A group of experts trains elephants who have killed dozens of locals to protect these villages from further attacks by pachyderms
Moorthy killed 21 people and terrorized entire villages for years in southern India. He escaped a death sentence and was reeducated to earn a new life avoiding attacks by other wild elephants, which are rampant by human encroachment, deforestation and starvation.
The huge 58-year-old gray plantigrade, recognizable by the bright pink spots that speckled its face, killed twelve after trampling them in the southern state of Kerala.
Although the authorities ordered his death, Moorthy escaped to the neighboring state of Tamil Nadu, where he killed 10 other people.
But the rulers of that state prohibited harm to the elephant, which was captured in 1998 and sent to the Theppakadu training camp, as explained by its trainer Kirumaran M. “Since I trained Moorthy, many years ago, he has been an innocent child and He has not hurt anyone, “this 55-year-old man told Afp. “He is so calm that even if a child plays with him or I hug him, it will not hurt him,” he insists.

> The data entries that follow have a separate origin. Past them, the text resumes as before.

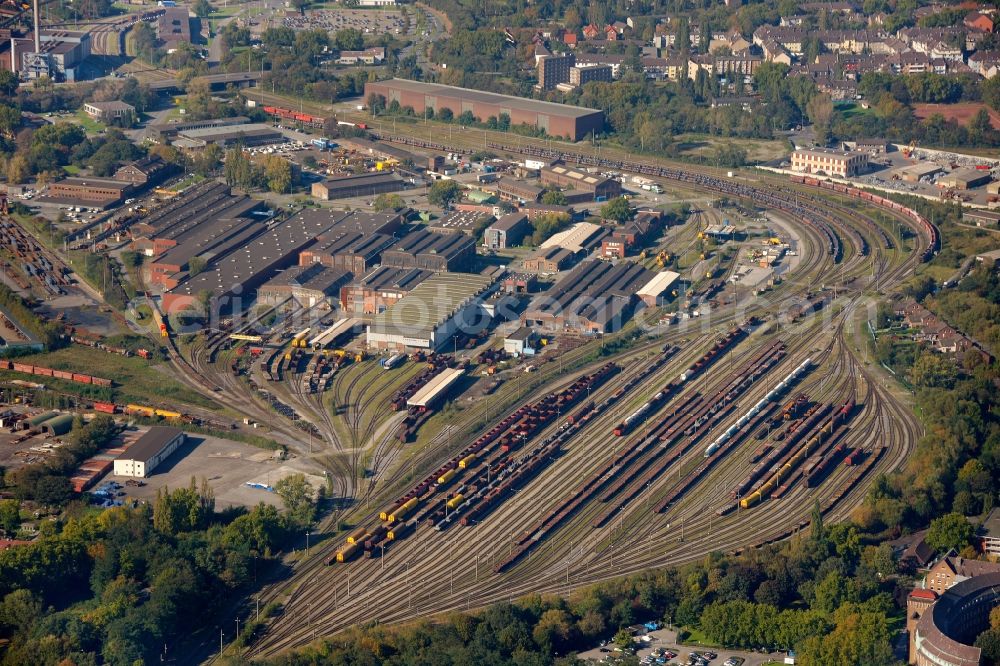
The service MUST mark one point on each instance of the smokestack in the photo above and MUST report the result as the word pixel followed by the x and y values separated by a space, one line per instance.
pixel 38 29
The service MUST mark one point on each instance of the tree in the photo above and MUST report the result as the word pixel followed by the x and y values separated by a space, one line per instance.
pixel 10 516
pixel 444 192
pixel 618 209
pixel 297 495
pixel 8 83
pixel 388 202
pixel 554 198
pixel 951 530
pixel 196 265
pixel 18 169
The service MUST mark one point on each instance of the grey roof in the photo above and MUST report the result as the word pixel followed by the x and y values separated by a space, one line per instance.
pixel 150 444
pixel 313 276
pixel 433 302
pixel 387 277
pixel 532 105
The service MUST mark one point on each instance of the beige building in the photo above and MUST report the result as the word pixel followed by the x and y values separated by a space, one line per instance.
pixel 829 162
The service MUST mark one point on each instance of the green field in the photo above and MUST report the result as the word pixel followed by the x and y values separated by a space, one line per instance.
pixel 136 379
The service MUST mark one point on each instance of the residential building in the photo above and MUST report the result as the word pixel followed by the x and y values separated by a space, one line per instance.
pixel 553 70
pixel 108 111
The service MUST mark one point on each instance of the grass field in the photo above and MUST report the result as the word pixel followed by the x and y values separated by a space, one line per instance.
pixel 136 379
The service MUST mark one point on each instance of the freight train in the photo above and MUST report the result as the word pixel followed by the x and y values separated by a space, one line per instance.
pixel 932 246
pixel 770 198
pixel 42 371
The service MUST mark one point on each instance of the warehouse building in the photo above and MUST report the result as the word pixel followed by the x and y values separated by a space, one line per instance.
pixel 468 222
pixel 147 172
pixel 595 297
pixel 380 289
pixel 829 162
pixel 199 219
pixel 509 230
pixel 582 237
pixel 140 459
pixel 308 286
pixel 91 192
pixel 658 290
pixel 253 134
pixel 594 186
pixel 349 250
pixel 163 132
pixel 964 179
pixel 572 122
pixel 510 189
pixel 431 251
pixel 364 185
pixel 550 260
pixel 208 242
pixel 432 314
pixel 233 279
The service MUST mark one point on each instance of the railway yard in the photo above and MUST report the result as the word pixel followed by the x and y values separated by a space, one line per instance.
pixel 719 433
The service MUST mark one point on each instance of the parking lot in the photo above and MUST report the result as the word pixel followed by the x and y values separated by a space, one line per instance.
pixel 368 21
pixel 225 464
pixel 663 642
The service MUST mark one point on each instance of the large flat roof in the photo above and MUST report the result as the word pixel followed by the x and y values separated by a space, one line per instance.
pixel 523 103
pixel 150 444
pixel 431 303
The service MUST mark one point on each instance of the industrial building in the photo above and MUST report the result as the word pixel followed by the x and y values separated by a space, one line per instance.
pixel 432 314
pixel 581 237
pixel 387 223
pixel 173 26
pixel 364 185
pixel 573 122
pixel 233 279
pixel 509 230
pixel 108 111
pixel 943 626
pixel 964 179
pixel 521 342
pixel 510 189
pixel 829 162
pixel 550 260
pixel 436 389
pixel 595 297
pixel 380 289
pixel 595 186
pixel 658 289
pixel 349 250
pixel 253 134
pixel 95 192
pixel 431 251
pixel 59 55
pixel 146 172
pixel 468 222
pixel 140 459
pixel 206 241
pixel 308 286
pixel 163 132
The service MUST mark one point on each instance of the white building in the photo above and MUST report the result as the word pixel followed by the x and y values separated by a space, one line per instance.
pixel 829 162
pixel 148 451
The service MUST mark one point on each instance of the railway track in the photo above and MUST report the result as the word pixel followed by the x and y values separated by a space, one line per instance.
pixel 450 570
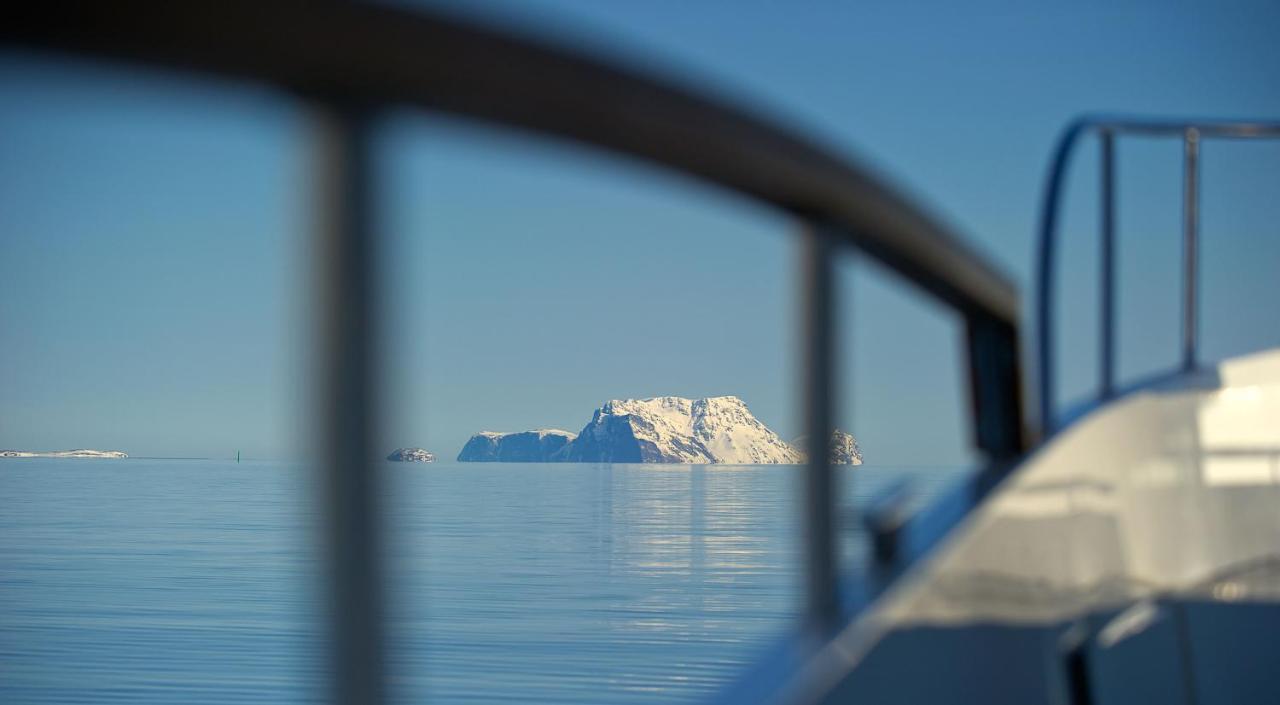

Founded in 1927, Theppakadu Elephant Camp is the largest in India. Semi-wild, but trained, these elephants called ‘kumkis’ like Moorthy are brought in each morning for a deep cleaning and then released at night in the woods. They are in charge of aborting the increasingly frequent and aggressive forays of wild elephants venturing into inhabited areas in search of food. “Wild elephants come to the village and our children are vulnerable,” says Shanti Ganesh, a woman who lives close. “Children have to go down the main road to school. We are always concerned that they may be attacked, “he insists.
Harassed animals
Working with their ‘mahouts’, (drivers), the Theppakadu herd is trained to physically confront and drive away the wild plantigrade from the village. Sometimes they also help surround and catch intruders so they are brought into the field and trained.
It is not a minor activity. India has a population of around 25,000 elephants, 60% of the wild herds in Asia. More than 2,300 people have died from pachyderm attacks in the last five years.
Ananda Kumar of the Nature Conservation Foundation of India indicates that many elephants involved in fatal attacks were caused by violent humans who tried to repel them. He claims to have seen an elephant shot so many times that a veterinarian extracted 100 bullets from his body after he died.